DCM - User Guide
Table of Contents
- 1. Hardware
- 2. Setup Procedure
- 3. Power Off Procedure
- 4. Bliss
This report is also available as a pdf.
id21 |
id24 |
|
|---|---|---|
| Ring | 311 | 111 |
| Hall | 111 | 311 |
1. Hardware
1.1. Interferometers
Each interferometer “box” (either Attocube or QuDIS) has 3 measurement channels. As 15 distances have to be measured, 5 interferometer “boxes” are used.
| Description | id21 |
id24 |
|---|---|---|
| Xtal 1 hall | attodcm4 |
attoid24dcm1 |
| Xtal 1 ring | attodcm1 |
attoid24dcm2 |
| Xtal 2 hall | QuDIS |
attoid24dcm3 |
| Xtal 2 ring | attodcm3 |
attonass2 |
| Metrology | attodcm5 |
attodcm2 |
1.2. PEPU
2. Setup Procedure
2.1. Turning on the Hardware
- Interferometers
- PEPU
- IcePAP
- Speedgoat
Verify that everything is working.
2.2. Turning on the Speedgoat Server
Connect to the Speedgoat server computer (see Section 1.7) and run the BLISS SPEEDGOAT SERVER program on the desktop.
A terminal window should be displayed, with the last line being:
Serving XPC speedgoat on tcp://0.0.0.0:8200
This means the server is correctly launched.
2.3. Running the Speedgoat program
2.4. First interferometer reset to be able to use mode B and C
After homing all fast jacks, perform an interferometer reset such that \(r_x = 0\), \(r_y = 0\) and \(d_z = \frac{d_{\text{off}}}{2 \cos \theta}\) (i.e. the distance between the crystals is following the theoretical value).
Then, make a LUT over the full stroke.
And verify that the feedback regulator is working over the full stroke.
2.5. Metrology Frame Deformations - Calibration
Hardware used:
- Position sensor far way from the DCM. An angular sensor may be used instead. The sensor should have high bandwidth
Using a position sensor far away from the DCM (ideally a quadrant photodiode with high measurement bandwidth).
2.6. Ensure crystal relative pose
Interferometers are only measuring relative displacement. Therefore, it is important to correctly initialize them.
They should be initialize in such a way that:
- \(r_x = 0\) and \(r_y = 0\) when the two crystallographic planes are parallel
- measured \(d_z\) is indeed equal to the distance between the crystallographic planes.

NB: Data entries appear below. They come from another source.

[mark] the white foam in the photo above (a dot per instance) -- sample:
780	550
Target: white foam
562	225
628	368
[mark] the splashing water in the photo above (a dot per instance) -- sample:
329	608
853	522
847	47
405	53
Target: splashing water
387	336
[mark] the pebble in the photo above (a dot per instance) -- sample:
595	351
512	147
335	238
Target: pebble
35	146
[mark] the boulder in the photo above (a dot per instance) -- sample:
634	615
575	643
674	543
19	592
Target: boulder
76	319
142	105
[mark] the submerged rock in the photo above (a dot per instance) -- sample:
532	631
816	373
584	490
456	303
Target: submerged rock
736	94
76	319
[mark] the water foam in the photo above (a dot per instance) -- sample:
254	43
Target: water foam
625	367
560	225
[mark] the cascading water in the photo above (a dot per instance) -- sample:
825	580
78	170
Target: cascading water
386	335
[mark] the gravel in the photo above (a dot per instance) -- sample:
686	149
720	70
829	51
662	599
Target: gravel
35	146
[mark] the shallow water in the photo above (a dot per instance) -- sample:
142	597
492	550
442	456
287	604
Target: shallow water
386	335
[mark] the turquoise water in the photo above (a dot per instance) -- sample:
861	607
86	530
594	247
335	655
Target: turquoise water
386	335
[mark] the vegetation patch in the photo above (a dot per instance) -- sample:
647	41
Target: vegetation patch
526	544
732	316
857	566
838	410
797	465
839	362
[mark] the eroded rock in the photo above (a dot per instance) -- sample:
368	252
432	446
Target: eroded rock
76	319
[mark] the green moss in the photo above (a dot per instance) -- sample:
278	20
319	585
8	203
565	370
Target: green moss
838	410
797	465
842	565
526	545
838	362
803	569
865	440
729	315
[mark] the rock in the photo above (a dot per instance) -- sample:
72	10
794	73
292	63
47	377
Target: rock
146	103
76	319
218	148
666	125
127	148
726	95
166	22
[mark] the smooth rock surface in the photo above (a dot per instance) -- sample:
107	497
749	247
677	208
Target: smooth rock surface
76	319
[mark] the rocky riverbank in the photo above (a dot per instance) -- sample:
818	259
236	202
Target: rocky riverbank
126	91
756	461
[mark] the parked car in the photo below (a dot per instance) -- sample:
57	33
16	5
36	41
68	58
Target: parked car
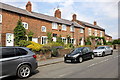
18	61
103	50
79	54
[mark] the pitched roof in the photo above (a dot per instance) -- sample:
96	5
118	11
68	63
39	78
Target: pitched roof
108	35
91	25
37	15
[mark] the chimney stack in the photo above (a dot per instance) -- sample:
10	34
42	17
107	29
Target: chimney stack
95	23
58	13
74	17
29	6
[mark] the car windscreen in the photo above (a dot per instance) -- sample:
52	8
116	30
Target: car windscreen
75	51
100	47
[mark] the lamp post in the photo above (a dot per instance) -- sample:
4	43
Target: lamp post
73	31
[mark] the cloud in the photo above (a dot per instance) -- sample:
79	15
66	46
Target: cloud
105	12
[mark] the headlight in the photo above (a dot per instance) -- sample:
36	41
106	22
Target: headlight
76	55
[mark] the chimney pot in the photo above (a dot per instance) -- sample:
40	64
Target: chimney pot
74	17
58	13
29	6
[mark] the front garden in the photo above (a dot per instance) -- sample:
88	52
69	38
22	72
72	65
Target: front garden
23	38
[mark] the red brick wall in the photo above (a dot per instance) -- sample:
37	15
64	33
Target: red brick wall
10	21
93	31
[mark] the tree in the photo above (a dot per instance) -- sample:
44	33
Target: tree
49	35
30	35
59	39
19	32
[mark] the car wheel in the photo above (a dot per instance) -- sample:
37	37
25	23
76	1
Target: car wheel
111	52
65	61
92	56
103	54
80	59
24	71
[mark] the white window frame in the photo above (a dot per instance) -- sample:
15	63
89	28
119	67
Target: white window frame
96	33
24	23
101	33
34	39
81	30
64	27
0	18
89	31
72	29
64	38
42	29
74	42
43	37
54	26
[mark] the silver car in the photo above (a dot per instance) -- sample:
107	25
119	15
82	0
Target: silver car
103	50
18	61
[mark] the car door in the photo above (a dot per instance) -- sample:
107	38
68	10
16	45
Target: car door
10	61
107	50
84	53
88	53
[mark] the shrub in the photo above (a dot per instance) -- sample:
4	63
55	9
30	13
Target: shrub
54	52
35	46
69	46
109	43
23	43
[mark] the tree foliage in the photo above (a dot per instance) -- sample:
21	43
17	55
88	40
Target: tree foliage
19	32
49	37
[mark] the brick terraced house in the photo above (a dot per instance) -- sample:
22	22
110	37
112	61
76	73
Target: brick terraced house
39	24
90	29
108	38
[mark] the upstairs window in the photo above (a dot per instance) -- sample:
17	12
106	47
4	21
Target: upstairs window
101	34
25	25
0	18
89	31
43	29
73	41
81	31
95	32
72	28
54	25
64	27
44	40
64	40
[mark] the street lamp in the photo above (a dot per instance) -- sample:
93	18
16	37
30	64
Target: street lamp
73	31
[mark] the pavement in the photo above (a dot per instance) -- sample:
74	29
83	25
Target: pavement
53	61
105	68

The main issue is therefore to determine when the planes are parallel and to know the distance between the crystals with an external metrology.

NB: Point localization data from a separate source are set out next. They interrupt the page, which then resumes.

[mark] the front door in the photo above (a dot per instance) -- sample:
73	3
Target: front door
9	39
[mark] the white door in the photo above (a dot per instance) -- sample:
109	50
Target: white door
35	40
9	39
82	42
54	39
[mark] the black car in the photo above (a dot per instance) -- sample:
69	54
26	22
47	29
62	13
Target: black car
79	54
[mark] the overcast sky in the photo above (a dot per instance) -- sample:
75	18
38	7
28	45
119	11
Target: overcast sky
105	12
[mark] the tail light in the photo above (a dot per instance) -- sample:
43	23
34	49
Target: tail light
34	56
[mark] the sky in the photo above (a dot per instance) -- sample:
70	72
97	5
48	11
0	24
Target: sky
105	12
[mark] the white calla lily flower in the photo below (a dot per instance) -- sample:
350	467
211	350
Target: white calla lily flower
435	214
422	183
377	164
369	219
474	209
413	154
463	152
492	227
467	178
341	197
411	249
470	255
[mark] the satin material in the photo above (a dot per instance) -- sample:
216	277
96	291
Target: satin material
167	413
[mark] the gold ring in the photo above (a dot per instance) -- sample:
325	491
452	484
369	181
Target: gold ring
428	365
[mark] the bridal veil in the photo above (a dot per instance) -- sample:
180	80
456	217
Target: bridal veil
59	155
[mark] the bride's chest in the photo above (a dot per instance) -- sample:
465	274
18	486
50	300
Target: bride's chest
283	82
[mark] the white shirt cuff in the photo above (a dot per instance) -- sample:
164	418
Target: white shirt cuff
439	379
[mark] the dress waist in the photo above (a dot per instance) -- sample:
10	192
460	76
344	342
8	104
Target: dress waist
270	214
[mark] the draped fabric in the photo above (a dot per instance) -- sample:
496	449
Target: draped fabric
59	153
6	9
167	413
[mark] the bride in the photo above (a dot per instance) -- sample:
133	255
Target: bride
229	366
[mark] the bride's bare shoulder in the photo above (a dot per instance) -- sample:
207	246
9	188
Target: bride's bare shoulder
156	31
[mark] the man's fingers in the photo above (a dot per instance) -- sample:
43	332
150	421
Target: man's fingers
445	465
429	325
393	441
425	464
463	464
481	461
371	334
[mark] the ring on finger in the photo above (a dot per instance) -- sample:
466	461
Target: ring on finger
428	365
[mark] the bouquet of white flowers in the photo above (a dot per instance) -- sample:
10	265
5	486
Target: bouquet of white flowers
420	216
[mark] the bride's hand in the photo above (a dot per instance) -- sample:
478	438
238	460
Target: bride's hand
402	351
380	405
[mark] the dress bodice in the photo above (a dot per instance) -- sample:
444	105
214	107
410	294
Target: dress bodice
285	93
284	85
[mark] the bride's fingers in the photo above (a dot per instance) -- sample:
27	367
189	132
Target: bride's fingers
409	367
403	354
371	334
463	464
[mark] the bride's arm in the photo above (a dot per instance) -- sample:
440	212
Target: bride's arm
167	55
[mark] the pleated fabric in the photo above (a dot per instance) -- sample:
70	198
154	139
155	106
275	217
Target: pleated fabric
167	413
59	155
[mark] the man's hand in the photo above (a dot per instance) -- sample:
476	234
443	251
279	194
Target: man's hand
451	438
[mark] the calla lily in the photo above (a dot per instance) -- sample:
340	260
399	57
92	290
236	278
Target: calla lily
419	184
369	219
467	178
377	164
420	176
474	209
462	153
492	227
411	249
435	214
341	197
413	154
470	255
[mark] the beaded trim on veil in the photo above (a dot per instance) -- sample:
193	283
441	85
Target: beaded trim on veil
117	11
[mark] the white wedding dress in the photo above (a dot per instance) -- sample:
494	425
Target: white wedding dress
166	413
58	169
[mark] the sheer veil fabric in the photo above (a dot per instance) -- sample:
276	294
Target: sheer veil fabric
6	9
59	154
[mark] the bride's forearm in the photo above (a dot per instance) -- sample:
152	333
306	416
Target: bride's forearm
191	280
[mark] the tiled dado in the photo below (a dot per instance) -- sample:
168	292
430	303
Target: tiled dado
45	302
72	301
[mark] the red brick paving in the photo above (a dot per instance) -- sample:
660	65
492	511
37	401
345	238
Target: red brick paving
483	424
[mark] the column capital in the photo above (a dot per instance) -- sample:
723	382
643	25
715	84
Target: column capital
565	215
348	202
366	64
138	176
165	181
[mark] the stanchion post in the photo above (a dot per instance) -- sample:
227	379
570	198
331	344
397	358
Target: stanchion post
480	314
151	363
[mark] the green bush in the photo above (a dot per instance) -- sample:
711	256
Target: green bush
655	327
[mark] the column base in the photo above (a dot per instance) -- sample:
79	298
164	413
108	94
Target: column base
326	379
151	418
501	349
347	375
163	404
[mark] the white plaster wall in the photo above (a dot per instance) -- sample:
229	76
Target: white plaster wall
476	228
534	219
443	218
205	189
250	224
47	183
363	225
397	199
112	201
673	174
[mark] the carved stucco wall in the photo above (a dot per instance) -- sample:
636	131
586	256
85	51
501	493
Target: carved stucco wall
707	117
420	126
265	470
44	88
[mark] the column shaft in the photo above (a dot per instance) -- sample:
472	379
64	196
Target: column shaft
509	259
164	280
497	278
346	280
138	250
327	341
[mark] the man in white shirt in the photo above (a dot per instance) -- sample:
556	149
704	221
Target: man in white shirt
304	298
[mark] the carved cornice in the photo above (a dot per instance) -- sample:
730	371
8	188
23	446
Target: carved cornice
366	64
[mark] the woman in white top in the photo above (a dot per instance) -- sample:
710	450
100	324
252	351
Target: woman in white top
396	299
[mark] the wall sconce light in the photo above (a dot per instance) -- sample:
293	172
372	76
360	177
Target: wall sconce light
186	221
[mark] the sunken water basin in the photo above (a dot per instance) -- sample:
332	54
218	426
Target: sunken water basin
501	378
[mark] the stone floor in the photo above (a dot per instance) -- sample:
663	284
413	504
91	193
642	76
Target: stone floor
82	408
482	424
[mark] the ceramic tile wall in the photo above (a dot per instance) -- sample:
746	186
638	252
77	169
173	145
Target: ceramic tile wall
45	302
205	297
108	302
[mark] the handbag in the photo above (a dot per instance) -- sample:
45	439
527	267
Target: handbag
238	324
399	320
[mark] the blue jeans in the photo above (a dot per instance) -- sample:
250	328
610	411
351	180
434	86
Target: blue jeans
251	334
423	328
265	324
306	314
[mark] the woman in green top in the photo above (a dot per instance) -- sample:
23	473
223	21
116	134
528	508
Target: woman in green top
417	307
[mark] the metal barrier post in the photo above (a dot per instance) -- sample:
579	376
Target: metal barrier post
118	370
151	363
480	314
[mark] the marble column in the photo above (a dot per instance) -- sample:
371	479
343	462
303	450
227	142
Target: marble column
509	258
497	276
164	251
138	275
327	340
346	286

Note that the interferometers should not be reset the same way for the two pairs of crystals as their crystallographic planes are not parallel.
All the following should be performed in mode C for better results.

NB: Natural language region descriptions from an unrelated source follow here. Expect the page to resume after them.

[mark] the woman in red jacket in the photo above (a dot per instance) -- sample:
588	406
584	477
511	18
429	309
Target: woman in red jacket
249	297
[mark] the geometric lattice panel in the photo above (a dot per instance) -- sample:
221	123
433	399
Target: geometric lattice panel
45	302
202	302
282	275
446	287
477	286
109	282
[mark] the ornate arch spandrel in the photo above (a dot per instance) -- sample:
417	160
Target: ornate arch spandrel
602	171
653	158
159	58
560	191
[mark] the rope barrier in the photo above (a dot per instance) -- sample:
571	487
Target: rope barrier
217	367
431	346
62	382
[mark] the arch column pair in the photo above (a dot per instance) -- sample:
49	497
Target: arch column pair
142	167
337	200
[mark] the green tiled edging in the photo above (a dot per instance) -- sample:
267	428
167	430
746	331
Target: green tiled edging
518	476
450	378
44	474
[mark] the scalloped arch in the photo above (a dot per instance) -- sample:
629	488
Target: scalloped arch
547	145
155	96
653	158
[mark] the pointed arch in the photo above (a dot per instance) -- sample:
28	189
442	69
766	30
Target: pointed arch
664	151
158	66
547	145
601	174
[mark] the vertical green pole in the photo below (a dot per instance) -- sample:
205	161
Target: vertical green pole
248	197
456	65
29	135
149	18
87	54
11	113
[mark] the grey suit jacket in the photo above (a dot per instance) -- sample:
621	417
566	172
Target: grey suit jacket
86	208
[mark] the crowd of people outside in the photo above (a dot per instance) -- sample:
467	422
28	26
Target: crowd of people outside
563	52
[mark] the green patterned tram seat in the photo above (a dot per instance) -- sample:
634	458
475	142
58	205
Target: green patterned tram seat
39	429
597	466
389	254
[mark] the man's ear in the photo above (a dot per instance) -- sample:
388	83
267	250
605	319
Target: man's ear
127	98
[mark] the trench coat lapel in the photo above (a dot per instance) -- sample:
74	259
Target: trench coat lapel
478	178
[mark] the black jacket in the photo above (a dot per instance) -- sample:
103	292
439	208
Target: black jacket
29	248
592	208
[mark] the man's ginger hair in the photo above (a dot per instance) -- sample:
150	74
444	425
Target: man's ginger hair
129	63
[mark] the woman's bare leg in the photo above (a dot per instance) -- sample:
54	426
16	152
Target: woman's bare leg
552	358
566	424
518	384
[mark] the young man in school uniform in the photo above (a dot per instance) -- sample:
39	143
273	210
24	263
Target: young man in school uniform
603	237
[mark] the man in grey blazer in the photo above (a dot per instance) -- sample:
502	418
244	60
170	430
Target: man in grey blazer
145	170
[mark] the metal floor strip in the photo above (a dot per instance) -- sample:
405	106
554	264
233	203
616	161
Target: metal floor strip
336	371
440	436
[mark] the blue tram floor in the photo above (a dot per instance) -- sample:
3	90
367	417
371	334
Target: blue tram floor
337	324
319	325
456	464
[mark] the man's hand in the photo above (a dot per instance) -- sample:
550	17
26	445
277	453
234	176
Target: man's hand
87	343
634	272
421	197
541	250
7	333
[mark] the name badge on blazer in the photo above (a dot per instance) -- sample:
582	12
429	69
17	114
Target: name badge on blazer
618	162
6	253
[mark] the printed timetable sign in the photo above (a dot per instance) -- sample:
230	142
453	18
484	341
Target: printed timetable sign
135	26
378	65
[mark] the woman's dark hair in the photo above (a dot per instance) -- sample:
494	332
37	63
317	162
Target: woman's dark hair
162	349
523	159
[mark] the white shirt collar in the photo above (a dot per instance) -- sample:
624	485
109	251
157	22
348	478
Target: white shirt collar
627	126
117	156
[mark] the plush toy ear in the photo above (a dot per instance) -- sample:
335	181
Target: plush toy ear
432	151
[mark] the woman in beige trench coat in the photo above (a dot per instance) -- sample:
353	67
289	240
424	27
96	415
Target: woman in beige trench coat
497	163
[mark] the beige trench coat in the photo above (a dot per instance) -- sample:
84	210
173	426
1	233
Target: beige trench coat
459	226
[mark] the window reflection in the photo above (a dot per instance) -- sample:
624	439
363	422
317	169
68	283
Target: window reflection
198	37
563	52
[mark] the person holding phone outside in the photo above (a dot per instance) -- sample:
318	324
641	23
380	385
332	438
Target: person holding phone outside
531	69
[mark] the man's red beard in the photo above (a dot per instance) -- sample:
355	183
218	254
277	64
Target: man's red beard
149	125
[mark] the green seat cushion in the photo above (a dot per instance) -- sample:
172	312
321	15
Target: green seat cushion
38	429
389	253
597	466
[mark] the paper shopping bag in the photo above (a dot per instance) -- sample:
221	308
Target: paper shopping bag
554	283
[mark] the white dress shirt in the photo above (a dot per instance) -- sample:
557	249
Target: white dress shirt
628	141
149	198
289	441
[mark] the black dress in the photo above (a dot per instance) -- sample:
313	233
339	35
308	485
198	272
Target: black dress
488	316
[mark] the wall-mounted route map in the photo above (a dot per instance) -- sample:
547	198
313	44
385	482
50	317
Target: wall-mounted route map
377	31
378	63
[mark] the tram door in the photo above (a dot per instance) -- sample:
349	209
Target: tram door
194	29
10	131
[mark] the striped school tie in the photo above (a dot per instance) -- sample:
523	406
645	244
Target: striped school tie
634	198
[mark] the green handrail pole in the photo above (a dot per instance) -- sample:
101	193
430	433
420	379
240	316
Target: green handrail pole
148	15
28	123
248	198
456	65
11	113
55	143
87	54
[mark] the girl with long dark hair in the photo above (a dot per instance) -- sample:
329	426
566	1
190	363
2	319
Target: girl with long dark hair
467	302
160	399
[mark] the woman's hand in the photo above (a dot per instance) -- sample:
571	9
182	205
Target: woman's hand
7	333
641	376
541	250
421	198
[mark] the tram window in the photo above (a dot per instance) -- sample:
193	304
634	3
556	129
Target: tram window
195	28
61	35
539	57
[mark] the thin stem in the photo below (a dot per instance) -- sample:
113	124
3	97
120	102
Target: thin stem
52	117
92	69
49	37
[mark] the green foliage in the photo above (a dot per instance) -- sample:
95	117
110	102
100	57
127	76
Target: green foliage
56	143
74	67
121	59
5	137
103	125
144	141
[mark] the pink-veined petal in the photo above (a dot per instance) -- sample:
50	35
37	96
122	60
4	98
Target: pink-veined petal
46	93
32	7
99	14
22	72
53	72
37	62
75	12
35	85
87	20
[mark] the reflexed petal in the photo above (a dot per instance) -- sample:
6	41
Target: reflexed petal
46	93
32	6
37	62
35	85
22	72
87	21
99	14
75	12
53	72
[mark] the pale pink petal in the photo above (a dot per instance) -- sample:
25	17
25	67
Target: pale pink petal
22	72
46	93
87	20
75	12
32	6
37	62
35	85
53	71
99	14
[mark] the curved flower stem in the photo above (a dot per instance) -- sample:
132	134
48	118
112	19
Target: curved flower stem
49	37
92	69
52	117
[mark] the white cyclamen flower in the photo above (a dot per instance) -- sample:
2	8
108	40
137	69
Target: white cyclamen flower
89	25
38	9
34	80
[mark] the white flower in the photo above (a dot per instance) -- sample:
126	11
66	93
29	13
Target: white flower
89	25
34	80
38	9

2.6.1. Rocking curve to find \(y\) crystal parallelism
Perform a rocking curve to find the maximum output beam intensity. At the maximum intensity, the two crystals are parallel and the interferometers can be reset in such a way that \(r_y = 0\).
2.6.2. Bragg scan to find \(x\) crystal parallelism
Measure the rotation of the output beam along the \(z\) axis. This can be performed by using a position sensor positioned away from the DCM or using an angular metrology (lens + position sensor at the focal plane).
Perform a scan in mode C (i.e. closed loop, \(r_x \approx 0\) during the scan), and measure simultaneously the \(R_z\) motion of the output beam.
The \(r_x\) offset can be estimated from the data. This offset is then included in the interferometer data as an offset.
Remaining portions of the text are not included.